Digital Domain: Computers at Home: Educational Hope vs. Teenage Reality uses recent educational  field study data to draw disparaging conclusions about the utility of computers in learning (some positive conclusions seem to be right in the data also, not only depending how one values “hacking” skills). While another article in the same publication a little earlier praised the computer game as a new form of narration. Both of which reminded me of the 18th century discussion about negative effects of the novel on youth education that did not stop the printing presses (not until something better replaced them).
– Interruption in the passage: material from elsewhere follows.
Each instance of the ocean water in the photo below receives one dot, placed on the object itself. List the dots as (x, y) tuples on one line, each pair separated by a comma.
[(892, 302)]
Learning Technologies change daily – see the recent acquisition of Wimba and Elluminate by Blackboard, see Plagwitz_CV_2010.pdf for a perspective going back a few years –; learning principles remain – from our origin as a horde of tool-carrying pack hunters that try to perfect what all “intelligent life” is based on: feedback mechanisms. In this development, we have now reached the equivalent of what was the mechanization of physical labor in the 19th century. While “artificial intelligence”, a much derided term, may still be in its infancy, it is already able to provide an efficiency advantage that foreign language learning in this country cannot do without.
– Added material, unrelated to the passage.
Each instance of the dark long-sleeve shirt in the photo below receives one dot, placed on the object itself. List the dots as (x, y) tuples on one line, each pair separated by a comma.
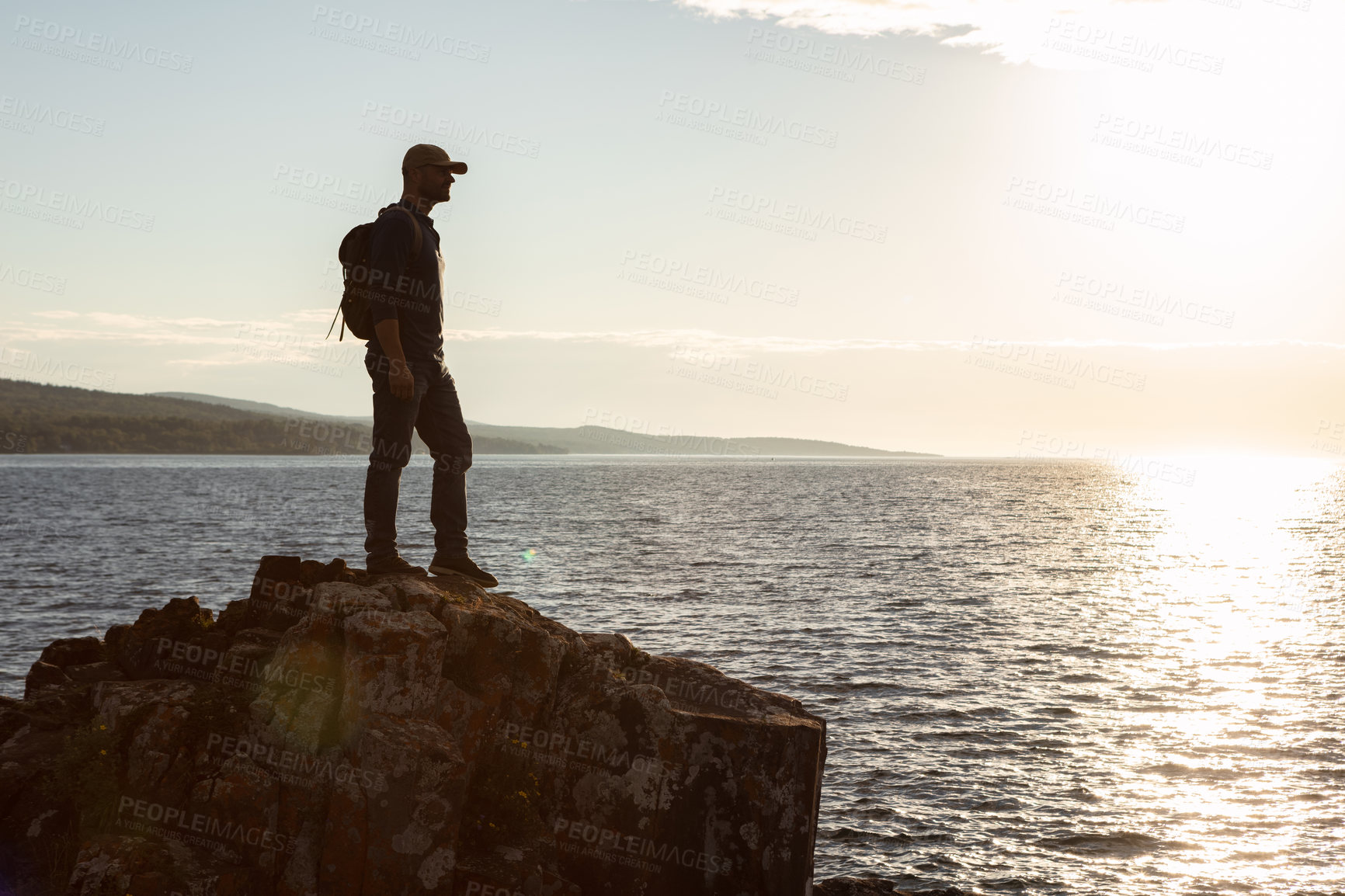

Its applications range from immediately obvious forms like Natural Language Processing (I have been using Regular Expressions for automated exercise generation for many years), Speech recognition (I have applied this when administering an Auralog Tell Me more server) and Text to speech (I have implemented learning material templates in language labs that enabled students to easily lookup pronunciation of foreign language on their computers), to the most basic services the potential of which to see needs a wider vision…

Basic services (but way too time-consuming for humans to perform cost-efficiently)  like search, sort, filter, track that can be used to built up an intelligent fabric that supports and makes more efficient daily language learning workflows like checking homework, keeping track of class assignments, problem students or team members (I have recommended Blackboard to University of Michigan-Dearborn in early 2001 as a platform that promises to answer these daily needs) and providing personalized services to students with differing capabilities (I have used Sanako language labs and classroom management systems, extended through my own exercise templates, to sort classes on the fly into differing subgroups and provide each with personalized instruction).

An even more subtle implementation is the capability of “artificial intelligence”– be it as “simple” as network addressing, the term intelligence seems no less applicable than when primordial life forms first “learned” that they either vanish or starve if they come too close/stray too far from a Black Smoker; or be it as arcane as the “secret sauce” of service providers like Google or Facebook: The pervasiveness of Google news landing page or the activity stream of Facebook and other social services may make evident to all how basic, abstract building blocks consisting, of tracking, searching and sorting, can be built up to “magic”, of a service that one could have only dreamt of receiving from an office assistant.